I’m four years old, crouched close to the sticky hardwood floor, watching my mom fill a two-quart container with honey from a wooden box sitting on an empty milk crate. I love to watch the slow process of filling the honey jar. It flows from the spigot a little differently every time depending on how fresh the honey is or how full the bulk bin is, and you need to close the spigot at the right moment before the jar is full to make sure there's room for the drizzle that squeezes through as you push the lever closed. Sitting on the floor like this, I catch a glimpse of the treetop just beyond the curtained window near the ceiling, and bask in the glow from the sun filtered through its leaves.

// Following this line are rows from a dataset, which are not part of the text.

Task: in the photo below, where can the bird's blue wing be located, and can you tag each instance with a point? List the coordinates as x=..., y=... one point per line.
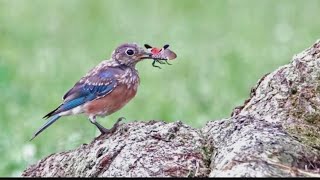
x=91, y=87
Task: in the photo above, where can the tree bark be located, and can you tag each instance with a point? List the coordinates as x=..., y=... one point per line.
x=276, y=132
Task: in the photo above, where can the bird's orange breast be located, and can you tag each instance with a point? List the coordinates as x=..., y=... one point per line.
x=112, y=102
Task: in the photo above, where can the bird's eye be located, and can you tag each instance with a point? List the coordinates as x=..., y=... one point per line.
x=129, y=52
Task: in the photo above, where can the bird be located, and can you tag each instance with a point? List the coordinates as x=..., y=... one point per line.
x=104, y=90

At our tiny, small town health food store, my mom would replenish jars of buckwheat flour from a large wooden barrel, fill satchels of dried herbs from a supply of fragrant glass jars sitting high on shelves, load up her basket with the freshest vegetables available in town, and if the weather was hot I was almost always allowed to indulge in a yogurt push-up from the old-fashioned freezer near the front of the store.

These were the days in Bend when its little cottages sat on dirt streets, and the dusty ranchers who'd lived in the area for generations graciously co-existed with the young folks who were moving up from California to lead a simple life. These were the days in Bend when there still existed a handful of eccentric characters, like the man who wore an aluminum foil hat to deflect radio waves emitted by sinister government agencies, or the couple who (I'm not making this up) were both mimes and chimney sweeps - simultaneously. These were also the days in Bend when a handful of people living in the same small area seemed to strive for the same ideals. Bartering and trading for goods or work were not uncommon among the people my parents knew. We had fresh goat’s milk from one family, and my brother and I wore moccasins hand made by another, and there was the little mom and pop health food store, residing in a boxy building with old wooden floors. Its quintessentially western storefront sat along a dirt road ending below a hill of juniper trees and volcanic rock. Its wide front porch was flanked by ponderosa pines and sunflowers sprouted from planters near the door.

I was too short to be able to see over the wooden checkout counter, but I would always ask if there were fresh coconut macaroons which I knew were often there. A miscellaneous merchandise area filled the corner near the front door - rainbow stripped candles, incense and incense burners, small wind chimes, and my favorite to look at - the colorful, translucent mylar stickers that graced the windows of any number of hippie van windows. One day I got one for my bedroom window at home - a white unicorn in front of a brilliant blue sky complete with rainbow.